Negociações de paz. Enviados dos Estados Unidos já estão em Kiev
Os enviados dos Estados Unidos Steve Witkoff e Jared Kushner chegaram este domingo de manhã a Kiev, onde estão pela primeira vez para se reunir com Volodymyr Zelensky e apresentar uma proposta para pôr fim ao conflito entre a Ucrânia e a Rússia.
Esta é primeira visita dos dois representantes norte-americanos à capital do país. O objetivo é retomar as negociações de paz.
"Começámos as negociações", disse Zelensky numa mensagem nas redes sociais, publicada pelas 14h20 locais (12h20 em Lisboa), acompanhada por um vídeo da chegada dos enviados do Presidente Donald Trump, Steve Witkoff e Jared Kushner.
"Damos as boas-vindas em Kiev aos representantes do Presidente dos Estados Unidos", comunicou o gabinete da Presidência da Ucrânia, através da sua conta oficial na rede Telegram.

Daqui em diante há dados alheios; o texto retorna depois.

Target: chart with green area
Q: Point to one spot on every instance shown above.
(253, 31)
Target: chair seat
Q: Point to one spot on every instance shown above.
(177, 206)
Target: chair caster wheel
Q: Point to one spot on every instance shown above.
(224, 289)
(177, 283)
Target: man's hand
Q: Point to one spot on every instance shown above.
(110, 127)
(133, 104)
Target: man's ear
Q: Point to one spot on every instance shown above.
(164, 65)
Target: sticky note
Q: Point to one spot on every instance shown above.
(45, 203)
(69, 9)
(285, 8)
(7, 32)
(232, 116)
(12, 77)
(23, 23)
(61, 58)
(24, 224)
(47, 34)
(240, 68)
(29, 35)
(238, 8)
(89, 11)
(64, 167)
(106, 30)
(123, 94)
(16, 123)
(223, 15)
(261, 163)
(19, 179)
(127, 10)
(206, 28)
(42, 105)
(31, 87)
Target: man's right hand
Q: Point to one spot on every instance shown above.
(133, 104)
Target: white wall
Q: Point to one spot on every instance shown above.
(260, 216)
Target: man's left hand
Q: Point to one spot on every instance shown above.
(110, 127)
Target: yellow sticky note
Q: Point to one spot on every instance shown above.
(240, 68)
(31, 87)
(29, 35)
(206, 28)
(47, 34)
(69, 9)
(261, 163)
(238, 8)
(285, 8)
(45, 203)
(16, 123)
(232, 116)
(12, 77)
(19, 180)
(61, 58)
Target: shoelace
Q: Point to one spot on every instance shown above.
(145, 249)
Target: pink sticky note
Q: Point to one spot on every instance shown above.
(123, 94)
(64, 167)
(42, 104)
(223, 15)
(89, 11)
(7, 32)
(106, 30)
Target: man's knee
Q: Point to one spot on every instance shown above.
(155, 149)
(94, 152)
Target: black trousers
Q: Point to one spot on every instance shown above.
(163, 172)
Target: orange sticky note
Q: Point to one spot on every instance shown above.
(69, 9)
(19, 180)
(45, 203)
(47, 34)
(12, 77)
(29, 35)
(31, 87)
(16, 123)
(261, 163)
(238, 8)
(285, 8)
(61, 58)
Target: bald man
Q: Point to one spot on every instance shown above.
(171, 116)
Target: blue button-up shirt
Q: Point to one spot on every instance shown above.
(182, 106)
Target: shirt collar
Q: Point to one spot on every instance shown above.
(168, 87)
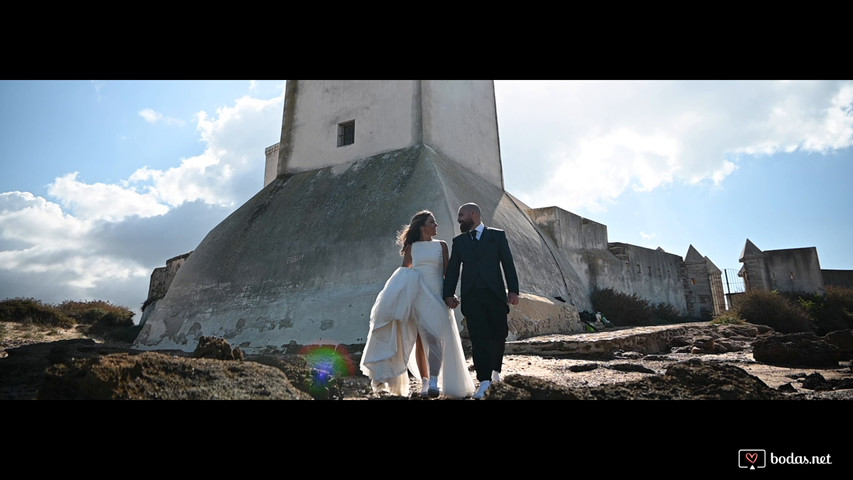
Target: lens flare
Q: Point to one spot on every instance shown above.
(328, 361)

"Continuamos com uma estreita coordenação sobre os próximos passos para podermos acabar com a guerra", acrescentou.
A reunião começou entretanto, ao início da tarde em Kiev, anunciou o líder ucraniano.

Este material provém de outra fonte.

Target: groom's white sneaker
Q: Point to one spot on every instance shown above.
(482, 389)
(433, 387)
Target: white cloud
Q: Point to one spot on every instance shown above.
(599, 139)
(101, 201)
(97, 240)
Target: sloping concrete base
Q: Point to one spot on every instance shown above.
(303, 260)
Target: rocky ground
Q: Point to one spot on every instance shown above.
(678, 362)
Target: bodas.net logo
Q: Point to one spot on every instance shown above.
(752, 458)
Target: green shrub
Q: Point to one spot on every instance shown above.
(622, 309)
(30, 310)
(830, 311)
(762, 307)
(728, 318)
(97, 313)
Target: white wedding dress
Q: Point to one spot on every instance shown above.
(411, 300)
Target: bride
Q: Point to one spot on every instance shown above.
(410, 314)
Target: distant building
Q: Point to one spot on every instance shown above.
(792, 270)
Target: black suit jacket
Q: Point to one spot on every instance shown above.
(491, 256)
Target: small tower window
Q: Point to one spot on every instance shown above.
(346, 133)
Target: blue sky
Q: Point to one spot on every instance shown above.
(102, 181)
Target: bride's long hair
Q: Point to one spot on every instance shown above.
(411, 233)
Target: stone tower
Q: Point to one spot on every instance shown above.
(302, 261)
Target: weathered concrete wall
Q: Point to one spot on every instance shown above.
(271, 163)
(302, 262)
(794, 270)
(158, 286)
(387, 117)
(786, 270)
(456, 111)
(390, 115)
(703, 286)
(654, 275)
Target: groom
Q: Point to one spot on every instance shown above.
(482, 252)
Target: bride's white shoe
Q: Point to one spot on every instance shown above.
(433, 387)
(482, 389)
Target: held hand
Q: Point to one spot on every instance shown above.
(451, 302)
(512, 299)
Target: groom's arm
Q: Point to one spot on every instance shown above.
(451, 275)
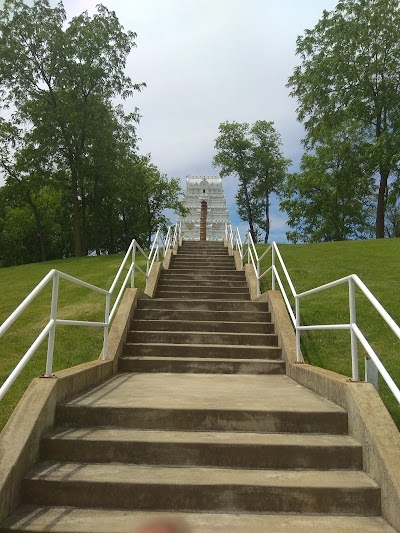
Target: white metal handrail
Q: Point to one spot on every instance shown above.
(373, 364)
(55, 276)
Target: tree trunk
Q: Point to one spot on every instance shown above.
(96, 233)
(267, 223)
(380, 211)
(249, 213)
(76, 214)
(111, 239)
(39, 228)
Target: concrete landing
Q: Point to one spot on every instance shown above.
(206, 391)
(73, 520)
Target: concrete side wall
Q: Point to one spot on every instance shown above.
(251, 280)
(34, 415)
(238, 260)
(152, 280)
(369, 421)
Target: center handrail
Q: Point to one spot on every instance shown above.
(373, 363)
(55, 276)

Os dois emissários da Casa Branca foram recebidos na estação ferroviária de Kiev, com abraços, pela equipa negocial ucraniana: o chefe de gabinete, Kirilo Budanov, o chefe do serviço de inteligência externa, Rustem Umerov, o líder do partido Servo do Povo no Parlamento ucraniano, David Arajamia, e o primeiro vice-chefe da administração presidencial, Serguí Kislitsia.
Depois de terem estado em Moscovo, no sábado, com o Presidente russo, Vladimir Putin, num encontro que demorou três horas, Kushner e Witkoff vão encontrar-se com o líder ucraniano, naquela que será a primeira reunião com Volodymyr Zelensky.
Kushner, genro do Presidente norte-americano, e Witkoff, empresário próximo de Donald Trump, já se reuniram várias vezes com as autoridades russas.
O Presidente ucraniano chegou a admitir a possibilidade de os enviados viajarem diretamente, de avião, de Moscovo para Kiev, cujo espaço aéreo está fechado desde o início do conflito. Mas, segundo denunciou Zelensky, a Rússia bombardeou os dois aeroportos de Kiev, com o objetivo de impedir essa possibilidade.
Para preparar o encontro, Zelensky reuniu-se na noite passada com a equipa negocial ucraniana.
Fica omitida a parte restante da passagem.